Sul pavimento due striscie di marmo segnano una prima direttrice prospettica che va da sinistra (di chi guarda) a destra mentre la scena posteriore, più alta e lontana, è di nuovo spostata a sinistra, dove campeggia, scuro in controluce, il Toro di Bronzo nel quale tutta la famiglia è destinata a morire.
Si costruisce, così, una sorta di percorso visivo per lo sguardo degli spettatori.
Dal Sant'Eustachio in primo piano si passa alla moglie, più arretrata, che contrasta con la sua veste azzurra quella rossa del marito; i due colori scelti dal pittore sono quasi complementari, la loro somma, cioè darebbe il bianco, e la luminosità del quadro ne è complessivamente accresciuta.
Alla struttura lineare della prospettiva si sovrappone una struttura di colore, alla veste azzurra della donna in basso a sinistra corrisponde l'azzurro intenso e luminoso del cielo in alto a destra, mentre il rosso del vestito del Santo è richiamato dai bagliori rossi che illuminano i personaggi dietro, in particolare il carnefice che mette uno dei due figli nel toro di bronzo.
In genere tutta la parte sinistra del quadro è più scura della parte destra; questo probabilmente corrisponde all'illuminazione naturale prevalente nella chiesa all'epoca e comunque crea una sensazione di illuminazione naturale, favorita dalle discrete dimensioni del dipinto.
Il vuoto compositivo del cielo non viene assolutamente recepito come tale dallo spettatore (sia consentito l'uso di un termine teatrale) perché due diagonali parallele formate dalle braccia della donna e dal braccio destro di Sant'Eustachio portano proprio a questa parte di Cielo libero, che simboleggia il Paradiso cui i due sono destinati.

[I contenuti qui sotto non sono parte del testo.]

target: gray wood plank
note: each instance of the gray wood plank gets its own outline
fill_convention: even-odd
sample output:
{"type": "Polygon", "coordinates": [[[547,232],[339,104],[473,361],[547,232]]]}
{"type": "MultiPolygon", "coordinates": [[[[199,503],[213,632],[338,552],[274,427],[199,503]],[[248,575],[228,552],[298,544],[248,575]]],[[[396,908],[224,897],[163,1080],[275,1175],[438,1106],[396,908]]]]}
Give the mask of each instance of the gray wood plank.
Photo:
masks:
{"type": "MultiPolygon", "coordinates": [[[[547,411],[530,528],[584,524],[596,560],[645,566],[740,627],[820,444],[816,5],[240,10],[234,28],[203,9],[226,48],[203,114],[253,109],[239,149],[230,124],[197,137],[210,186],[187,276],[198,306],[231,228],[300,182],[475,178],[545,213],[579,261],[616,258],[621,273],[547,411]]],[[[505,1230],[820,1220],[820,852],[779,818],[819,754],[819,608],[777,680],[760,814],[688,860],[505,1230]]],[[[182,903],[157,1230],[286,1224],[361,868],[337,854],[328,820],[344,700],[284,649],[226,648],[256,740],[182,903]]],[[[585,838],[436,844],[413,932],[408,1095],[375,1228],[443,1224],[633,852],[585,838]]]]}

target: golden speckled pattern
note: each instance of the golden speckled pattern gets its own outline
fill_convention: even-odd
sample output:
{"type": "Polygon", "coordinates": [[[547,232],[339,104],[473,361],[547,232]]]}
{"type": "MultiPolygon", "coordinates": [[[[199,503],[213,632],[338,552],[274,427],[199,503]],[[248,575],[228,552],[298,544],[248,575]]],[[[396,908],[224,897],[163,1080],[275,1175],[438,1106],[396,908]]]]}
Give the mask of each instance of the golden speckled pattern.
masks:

L'angelo che porta la palma del martirio è illuminato dall'alto da una luce proveniente dalla zona dei Cherubini, ordine angelico più vicino a Dio, ma la nube dietro di lui è scura, artificio con cui si suggeriva la presenza di una luce ancora maggiore senza dover fare colori sempre più chiari ma scialbi; Tiepolo porterà questa tecnica ai massimi livelli.
I due Cherubini sono quasi avvolti da una luce color fuoco che suggerisce l'Empireo dantesco e si riflette, tecnicamente, sulle figure sottostanti.
Anche l'interno del toro, dove già la figlia del Santo soffre, è scuro, perché non dobbiamo dimenticare che queste scene erano vissute con intensità dal popolo che non poteva, però, essere spaventato più del conveniente.
Per impressionare la gente bastava la scena del bellissimo giovane, l'altro figlio di Eustachio, che sta per essere bruciato mentre il padre cerca conforto nel Cielo e la madre volge la testa inorridita; i due gesti suggeriscono ai fedeli i sentimenti da dover provare e l'atteggiamento composto da tenere.
La bellezza del corpo del giovane era specchio evidente della bellezza dell'anima e su questo corpo il pittore evidenzia un idea di bellezza ideale.
Una breve considerazione va fatta a proposito del baldacchino sopra l'altar maggiore, di Ferdinando fuga: questo si ispira a quello del Bernini a San Pietro ma ancora più leggero ed aereo perché, se si fosse sorretto su colonne, avrebbe interdetto notevolmente la vista della pala retrostante; segno ulteriore della grande capacità di rispettare e recuperare le immagini di questo architetto senza appesantire la vista e riempire lo spazio oltre al dovuto, capacità di cui la facciata di Santa Maria Maggiore è l'esempio universalmente noto.